От редакции.«Русский Журнал» не первый раз обращается к теме современного спора религии и атеизма, который разворачивается уже не на плоскости мировоззрений (с различными вариантами сегментации политической и частной жизни), как это было в XIX в. и значительную часть ХХ в., а на плоскости социальных задач. Как религиозное, так и атеистическое мировоззрение теперь претендует не на «программу для человека», который должен менять социальную реальность вокруг себя, а на «программу для человечества». Поэтому и вопрос о статусе теологии как науки встает очень остро: особенно в постсоветских странах, где теология во многом воспринимается обществом как частное дело теологов, и интерес к религии как к социально значимому явлению мало пересекается с интересом к теологии. Такая заброшенность теологии тревожит православных богословов, особенно на фоне европейского интеллектуального ландшафта, в котором с теологией как с интеллектуальной практикой обобщений и мировоззренческих экспериментов считаются философы любых направлений. Возможен ли на постсоветском пространстве такой разговор, какой был у Хайдеггера и Бультмана, у Деррида и Мариона, у Хабермаса и кардинала Ратцингера – нынешнего папы Бенедикта XVI? Мы публикуем статью профессора Юрия Черноморца (Киев), известного специалиста по византийской философии и по современным проблемам православия, шеф-редактора «Богословского портала», которая, несмотря на несколько провокативное заострение тезисов, задает важные координаты для будущего разговора.

* * *

Поиски путей легитимизации теологии

Сегодня в постсоветском пространстве существует уже несколько риторических стратегий как легитимизировать теологию как науку. Каждая из них имеет существенные недостатки, и потому не приносит желаемых результатов. В то же время оптимальный путь самолегитимизации теологии в постсоветском пространстве предельно прост и понятен.

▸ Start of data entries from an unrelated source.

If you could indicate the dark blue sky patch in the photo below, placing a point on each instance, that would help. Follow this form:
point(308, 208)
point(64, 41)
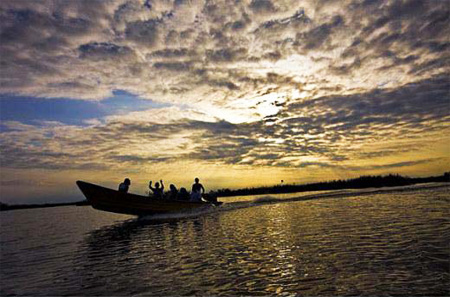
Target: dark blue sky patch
point(32, 110)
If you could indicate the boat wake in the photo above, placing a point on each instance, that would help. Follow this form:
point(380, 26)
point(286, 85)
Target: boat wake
point(235, 204)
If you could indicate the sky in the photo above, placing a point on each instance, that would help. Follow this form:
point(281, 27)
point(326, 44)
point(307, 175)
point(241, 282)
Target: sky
point(237, 93)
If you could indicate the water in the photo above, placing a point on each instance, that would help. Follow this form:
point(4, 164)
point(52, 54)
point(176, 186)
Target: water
point(389, 242)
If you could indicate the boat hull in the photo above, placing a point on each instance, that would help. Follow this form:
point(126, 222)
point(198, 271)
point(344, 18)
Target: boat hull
point(110, 200)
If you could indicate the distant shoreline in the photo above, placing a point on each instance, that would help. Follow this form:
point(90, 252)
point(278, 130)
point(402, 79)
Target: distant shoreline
point(362, 182)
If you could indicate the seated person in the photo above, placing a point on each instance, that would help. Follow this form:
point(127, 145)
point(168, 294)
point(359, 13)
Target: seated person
point(173, 194)
point(123, 187)
point(158, 192)
point(183, 194)
point(197, 191)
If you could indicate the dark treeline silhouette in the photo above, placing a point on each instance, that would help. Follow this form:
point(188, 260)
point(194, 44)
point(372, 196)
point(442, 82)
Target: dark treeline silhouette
point(369, 181)
point(391, 180)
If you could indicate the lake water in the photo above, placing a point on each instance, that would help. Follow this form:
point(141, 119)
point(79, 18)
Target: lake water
point(371, 242)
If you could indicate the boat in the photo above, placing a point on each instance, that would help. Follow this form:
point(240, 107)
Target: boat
point(110, 200)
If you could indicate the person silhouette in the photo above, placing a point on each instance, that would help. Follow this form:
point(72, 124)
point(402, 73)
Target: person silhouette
point(123, 187)
point(173, 194)
point(158, 192)
point(197, 191)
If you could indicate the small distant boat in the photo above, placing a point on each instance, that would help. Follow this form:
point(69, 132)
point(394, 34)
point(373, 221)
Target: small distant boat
point(105, 199)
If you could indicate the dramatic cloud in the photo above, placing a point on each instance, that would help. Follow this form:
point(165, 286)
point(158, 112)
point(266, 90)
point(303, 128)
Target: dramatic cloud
point(341, 86)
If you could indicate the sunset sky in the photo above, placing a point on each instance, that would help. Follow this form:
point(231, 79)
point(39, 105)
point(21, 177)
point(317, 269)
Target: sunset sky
point(237, 93)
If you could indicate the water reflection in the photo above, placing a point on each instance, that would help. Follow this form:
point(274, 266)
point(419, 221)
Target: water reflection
point(352, 246)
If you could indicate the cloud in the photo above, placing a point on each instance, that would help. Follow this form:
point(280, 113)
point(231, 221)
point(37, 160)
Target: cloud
point(340, 132)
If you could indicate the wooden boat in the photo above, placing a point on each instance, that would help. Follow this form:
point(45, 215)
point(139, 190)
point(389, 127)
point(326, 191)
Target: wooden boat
point(119, 202)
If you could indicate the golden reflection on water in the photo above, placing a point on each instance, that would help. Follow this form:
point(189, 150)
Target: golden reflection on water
point(351, 246)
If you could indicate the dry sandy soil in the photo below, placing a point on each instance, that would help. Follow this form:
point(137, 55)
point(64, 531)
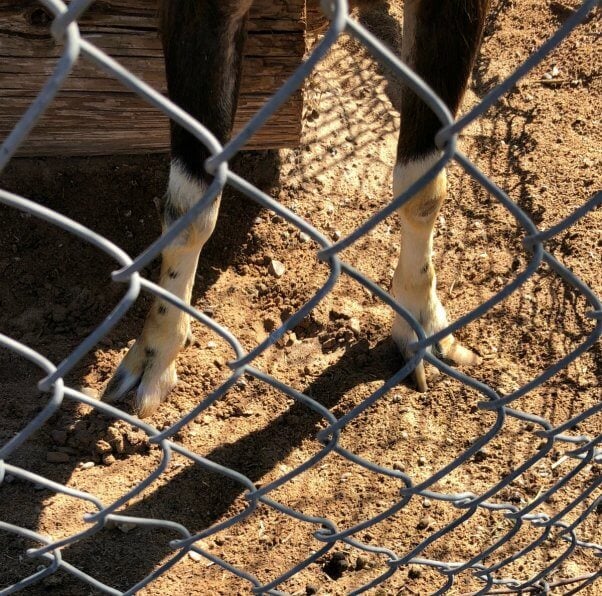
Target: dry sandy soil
point(541, 143)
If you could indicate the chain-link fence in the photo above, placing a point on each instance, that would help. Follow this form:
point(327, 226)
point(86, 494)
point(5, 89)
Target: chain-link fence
point(583, 450)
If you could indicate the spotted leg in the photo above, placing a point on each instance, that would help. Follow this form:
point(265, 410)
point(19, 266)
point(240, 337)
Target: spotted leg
point(203, 42)
point(440, 42)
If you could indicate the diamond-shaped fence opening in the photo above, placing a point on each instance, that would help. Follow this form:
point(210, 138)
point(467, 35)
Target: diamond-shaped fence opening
point(400, 516)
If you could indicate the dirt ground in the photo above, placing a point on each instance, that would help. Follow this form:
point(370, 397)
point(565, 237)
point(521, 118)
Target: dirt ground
point(541, 143)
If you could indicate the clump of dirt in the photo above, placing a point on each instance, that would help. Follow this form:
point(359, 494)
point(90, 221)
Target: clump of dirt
point(540, 143)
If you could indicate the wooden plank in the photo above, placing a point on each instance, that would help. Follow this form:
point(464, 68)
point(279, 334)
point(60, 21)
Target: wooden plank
point(94, 114)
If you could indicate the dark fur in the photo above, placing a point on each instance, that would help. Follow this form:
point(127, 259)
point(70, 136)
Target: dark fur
point(195, 39)
point(448, 33)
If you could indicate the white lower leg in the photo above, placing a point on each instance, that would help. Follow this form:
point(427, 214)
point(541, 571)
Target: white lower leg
point(151, 360)
point(414, 281)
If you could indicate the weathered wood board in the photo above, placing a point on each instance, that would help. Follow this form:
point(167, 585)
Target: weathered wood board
point(94, 114)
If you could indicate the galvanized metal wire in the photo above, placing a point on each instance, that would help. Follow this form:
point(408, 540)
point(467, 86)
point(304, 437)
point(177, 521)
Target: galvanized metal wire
point(584, 449)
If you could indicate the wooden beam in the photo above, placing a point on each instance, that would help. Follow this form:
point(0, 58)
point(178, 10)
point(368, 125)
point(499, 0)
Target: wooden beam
point(94, 114)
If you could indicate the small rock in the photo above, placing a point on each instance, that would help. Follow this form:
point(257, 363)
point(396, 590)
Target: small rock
point(341, 311)
point(108, 459)
point(269, 324)
point(277, 268)
point(329, 343)
point(59, 436)
point(361, 563)
point(116, 439)
point(103, 446)
point(195, 556)
point(414, 573)
point(480, 455)
point(354, 325)
point(337, 565)
point(93, 393)
point(57, 457)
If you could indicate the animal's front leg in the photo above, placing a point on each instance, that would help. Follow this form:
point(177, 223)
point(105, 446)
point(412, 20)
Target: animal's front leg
point(440, 42)
point(415, 282)
point(203, 42)
point(150, 363)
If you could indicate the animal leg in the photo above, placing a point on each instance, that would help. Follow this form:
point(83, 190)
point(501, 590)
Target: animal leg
point(203, 42)
point(440, 42)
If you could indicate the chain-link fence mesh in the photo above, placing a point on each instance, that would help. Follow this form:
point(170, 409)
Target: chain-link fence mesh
point(582, 450)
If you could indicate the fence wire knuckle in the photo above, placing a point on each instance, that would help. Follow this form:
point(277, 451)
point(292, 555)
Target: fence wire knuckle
point(580, 451)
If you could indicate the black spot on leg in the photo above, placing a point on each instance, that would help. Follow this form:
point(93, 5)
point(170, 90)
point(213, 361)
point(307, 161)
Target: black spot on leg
point(170, 212)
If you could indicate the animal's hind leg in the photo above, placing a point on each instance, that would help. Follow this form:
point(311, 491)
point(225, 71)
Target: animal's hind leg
point(440, 41)
point(203, 42)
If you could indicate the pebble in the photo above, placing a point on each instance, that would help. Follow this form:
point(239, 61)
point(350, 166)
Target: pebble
point(277, 268)
point(329, 343)
point(361, 563)
point(108, 459)
point(57, 457)
point(127, 527)
point(354, 325)
point(93, 393)
point(103, 446)
point(195, 556)
point(414, 573)
point(480, 455)
point(59, 436)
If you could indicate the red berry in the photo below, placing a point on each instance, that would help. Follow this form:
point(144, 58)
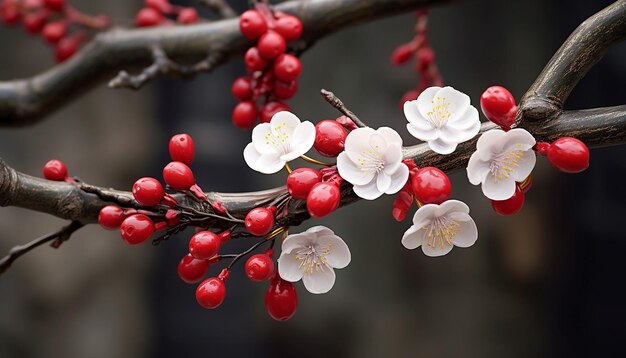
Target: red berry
point(301, 180)
point(259, 221)
point(204, 245)
point(271, 45)
point(245, 115)
point(136, 229)
point(148, 191)
point(111, 217)
point(269, 109)
point(498, 105)
point(284, 90)
point(289, 27)
point(148, 17)
point(431, 186)
point(188, 16)
point(211, 292)
point(55, 170)
point(281, 299)
point(53, 32)
point(56, 5)
point(182, 148)
point(254, 61)
point(259, 267)
point(509, 206)
point(192, 270)
point(330, 138)
point(568, 155)
point(323, 199)
point(252, 24)
point(242, 88)
point(287, 67)
point(178, 175)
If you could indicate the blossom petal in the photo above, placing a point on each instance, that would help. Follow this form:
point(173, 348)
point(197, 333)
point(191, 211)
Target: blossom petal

Первая мысль, которая приходит православным в голову – объявить свое богословие опытной наукой. От простых учебников по догматике до солидных работ специалистов по исихазму стало модным говорить: богословие – это обобщение опыта. Религиозный опыт был уподоблен эксперименту в науке, а результаты обобщений претендовали на общезначимость и доказуемость. Однако эта идея, возникшая под влиянием русской религиозной философии (особенно – о. Павла Флоренского) была заранее проигрышной. Научный эксперимент отличается повторяемостью: при одинаковых исходных условиях получаем одинаковый результат. А из одного православного опыта рождаются очень даже различные богословские системы: уже на уровне первичного обобщения есть различия между аскетикой св. Феофана Затворника и св. Игнатия Брянчанинова; а если мы возьмем догматику – у одних она традиционная, у других – полный или частичный экзистенциализм. Кроме того, если бы религиозный опыт был подобен научному эксперименту, в мире не существовало бы атеистов, агностиков, инославных. Достаточно было бы их приводить на православную литургию – они все убеждались бы и в существовании Бога, и в истинности православия.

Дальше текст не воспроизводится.